The mark MATIAS was registered for wines. G. Mathiasz, who’s great grandfather, J. Mathiasz was a famous grape breeder (winemaker) applied for the cancellation of the mark
The Hungarian Intellectual Property Office cancelled the mark. The Office held that the mark is similar to the family name Mathiasz and the grape breeder activity of J. Mathiasz (1838 – 1921) is widely known and the applicant seeks the reservation of the intellectual heritage of his great grandfather. The family name Mathiasz is not frequent, moreover rare.
The holder of the mark represented by the Sár Law Office filed a request of review with the Metropolitan Tribunal. The latter changed the decision of the HIPO and rejected the application for cancellation. The Tribunal said that as J. Mathiasz is no more alive, only his reminiscence can be infringed as provided by Sec. 85(3) of the Civil Code (1959). Use of a mark similar to the name of J. Mathiasz, even if the public may associate it with J. Mathiasz is not detrimental to the personality rights. The applicant ought to have provided supplemental evidence in respect of detriment of personality rights, e.g. that the quality of the wine of the trademark holder is not good enough. The evidence filed led to the opposite: the holder’s wines are good, some of them were even awarded. The holder of the mark MATIAS made considerable marketing in favour of his wines and there was no information that the public associated his mark with J. Mathiasz.
The applicant filed an appeal but this was rejected by the Metropolitan Court of Appeal. It was said that the right to reputation can be enforced only personally. Moreover, the applicant tries to enforce the personality rights of his great grandfather, and he has not proved such supplemental facts that the mark or its use would be detrimental to the personality right of the famous winemaker J. Mathiasz. The Court of Appeal agreed in this respect with the Tribunal. (8.Pkf.25.825/2015)
1. The success of J. Mathiasz is even known worldwide by professionals (see Wikipedia) and grapes bred by him like ‘Csabagyöngye’ or ‘Szőlőskertek királynője’ are best known.
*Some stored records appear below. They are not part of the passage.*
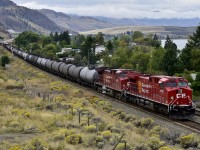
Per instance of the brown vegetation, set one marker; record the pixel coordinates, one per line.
(51, 114)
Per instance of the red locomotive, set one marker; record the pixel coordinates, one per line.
(167, 94)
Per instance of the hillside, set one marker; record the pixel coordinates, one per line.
(4, 34)
(73, 22)
(159, 30)
(21, 19)
(180, 22)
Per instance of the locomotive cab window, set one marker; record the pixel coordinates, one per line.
(122, 75)
(161, 85)
(170, 84)
(182, 83)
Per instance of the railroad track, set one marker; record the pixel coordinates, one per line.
(189, 124)
(197, 112)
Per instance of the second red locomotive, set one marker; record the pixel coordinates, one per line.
(167, 94)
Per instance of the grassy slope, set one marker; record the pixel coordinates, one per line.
(145, 29)
(36, 108)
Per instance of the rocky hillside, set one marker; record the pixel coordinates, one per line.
(73, 22)
(20, 19)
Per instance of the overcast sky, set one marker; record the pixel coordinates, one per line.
(120, 8)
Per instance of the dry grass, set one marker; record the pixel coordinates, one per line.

2. I must say that I found (likeable) the applicant’s persistent behaviour to save the reputation and memory of his famous great grandfather, whom probably he did not know personally. It is not accidental that the HIPO decided in favour of the holder. But cases ought to be decided based on statutory law and not by ethical or emotional grounds.
3. The Tribunal as well as the Court of Appeal said that personality rights, as reputation can be exerted only personally. This is a basic rule of civil law.
4. The application of the rule relating to personality right is more interesting, in this respect of which both instances required a supplemental element for stating the infringement. The Tribunal referred as an example to a wine of bad quality. Though the referred Sec. 85(3) of the Civil Code does not provide for such restriction but we can take into consideration the special rule laid down in Sec. 4(1)(c) of the Trademark Act which provides on “unfair advantage”. As a result, the interpretation given by the Tribunal and the Court of Appeal in their decisions is in line with the special rule on exploitation of reputation laid down in Sec 4(1)(c) of the Trademark Act, which is in correspondence with the rule of Article 4(3) of the TM Directive.
5. It seems that the motivation of the holder, why she chose a mark closely similar to the reputed name, was not clarified either, though in terms of trademark law this question has no importance.